Si de leyes, reglamentos y programas de gobierno se tratara, nada de lo que hemos visto en las últimas semanas hubiera ocurrido, lamentablemente la naturaleza de las políticas de Estado están determinada por el modelo de desarrollo económico dominante en cada país, ello nos lleva a entender por qué en México, ante la deficiente planeación para el uso, aprovechamiento y ocupación de los espacios del entorno, nos pasa lo que nos pasa; cuando se atenta contra la vocación natural de las tierras con fines de especulación y lucro, se da pie a que los fenómenos nos recuerden lo vulnerables que somos.

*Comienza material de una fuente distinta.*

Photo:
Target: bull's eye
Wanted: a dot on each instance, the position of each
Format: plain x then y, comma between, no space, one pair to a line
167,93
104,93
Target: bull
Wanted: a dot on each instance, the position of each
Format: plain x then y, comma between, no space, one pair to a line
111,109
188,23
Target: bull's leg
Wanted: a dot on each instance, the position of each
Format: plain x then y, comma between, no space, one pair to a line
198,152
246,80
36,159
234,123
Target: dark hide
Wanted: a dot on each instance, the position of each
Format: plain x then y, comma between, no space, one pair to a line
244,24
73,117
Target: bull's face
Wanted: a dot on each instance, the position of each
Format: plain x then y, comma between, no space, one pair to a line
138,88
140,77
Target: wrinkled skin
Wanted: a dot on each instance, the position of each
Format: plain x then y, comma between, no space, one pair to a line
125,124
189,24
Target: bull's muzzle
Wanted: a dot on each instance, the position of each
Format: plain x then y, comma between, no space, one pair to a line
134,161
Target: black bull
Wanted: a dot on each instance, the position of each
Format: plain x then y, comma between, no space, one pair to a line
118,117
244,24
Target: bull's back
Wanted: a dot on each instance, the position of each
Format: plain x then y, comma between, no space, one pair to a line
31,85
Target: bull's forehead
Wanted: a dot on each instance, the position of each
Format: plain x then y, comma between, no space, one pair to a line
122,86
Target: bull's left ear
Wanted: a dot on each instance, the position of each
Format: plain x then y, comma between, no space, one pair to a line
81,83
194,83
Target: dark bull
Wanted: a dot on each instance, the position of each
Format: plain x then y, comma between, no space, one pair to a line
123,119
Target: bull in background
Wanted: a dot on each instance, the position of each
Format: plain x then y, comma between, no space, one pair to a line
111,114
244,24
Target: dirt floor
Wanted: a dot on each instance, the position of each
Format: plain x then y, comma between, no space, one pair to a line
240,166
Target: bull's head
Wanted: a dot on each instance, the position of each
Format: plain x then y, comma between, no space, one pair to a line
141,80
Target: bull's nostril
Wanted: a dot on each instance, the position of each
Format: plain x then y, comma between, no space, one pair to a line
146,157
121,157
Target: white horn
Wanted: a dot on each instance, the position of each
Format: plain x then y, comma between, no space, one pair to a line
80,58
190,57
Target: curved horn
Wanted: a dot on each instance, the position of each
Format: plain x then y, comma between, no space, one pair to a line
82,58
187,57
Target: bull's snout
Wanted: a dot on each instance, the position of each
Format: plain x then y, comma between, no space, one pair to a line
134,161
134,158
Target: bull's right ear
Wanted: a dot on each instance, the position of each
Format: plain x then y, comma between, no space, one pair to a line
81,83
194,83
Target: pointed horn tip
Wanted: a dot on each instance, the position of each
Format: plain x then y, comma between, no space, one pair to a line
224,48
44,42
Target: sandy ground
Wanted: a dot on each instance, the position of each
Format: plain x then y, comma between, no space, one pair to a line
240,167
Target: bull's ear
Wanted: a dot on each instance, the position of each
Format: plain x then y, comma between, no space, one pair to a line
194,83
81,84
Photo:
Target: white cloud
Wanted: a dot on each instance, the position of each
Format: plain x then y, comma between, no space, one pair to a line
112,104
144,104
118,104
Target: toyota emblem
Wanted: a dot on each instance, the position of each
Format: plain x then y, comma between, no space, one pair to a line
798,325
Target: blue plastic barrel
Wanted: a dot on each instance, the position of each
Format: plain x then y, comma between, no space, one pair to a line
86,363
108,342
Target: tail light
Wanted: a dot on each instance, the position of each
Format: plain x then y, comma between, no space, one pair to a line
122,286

Desde el 21 de junio de 1993 se expidió en México la Ley General de Asentamientos Humanos, que establece obligaciones concurrentes entre la Federación, estados y municipios para la ordenación y regulación de los asentamientos humanos en el territorio nacional, le da atribuciones específicas en la materia a la Secretaría de Desarrollo Social y a la Secretaría de la Reforma Agraria (hoy Sedatu), establece la obligación para las entidades federativas para legislar sobre el tema que nos ocupa, y a los municipios les corresponde instrumentar planes de desarrollo urbano, amén de evaluar y vigilar su cumplimiento. Por su parte, la Ley Orgánica de la Administración Pública Federal establece también obligaciones para las secretarías de Desarrollo Social y de Desarrollo Agrario, Territorial y Urbano. También tenemos la Ley General de Protección Civil, que prevé las bases de coordinación de los tres órdenes de gobierno en materia de protección civil e involucra al sector privado y social en la consecución de sus objetivos, al frente de cuyo sistema está la Secretaría de Gobernación.
Lo anterior es importante señalarlo, pues resulta evidente que una política de ordenamiento del desarrollo se traduce en una política de prevención y de protección a la población; en ambas vertientes los supuestos normativos están vigentes, lo que les falta es la fuerza de la prioridad, la validez, legitimidad, eficacia y efectividad para hacerlos cumplir, con o que sin duda se pudo haber evitado la pérdida de vidas y mitigado las consecuencias que hoy padecen millones de mexicanos. En resumen, en el reparto de culpas nadie gana, nadie sale limpio y, lo peor, quienes pierden por acción y omisión de las autoridades, son —como siempre— los ciudadanos, entre ellos, los más pobres.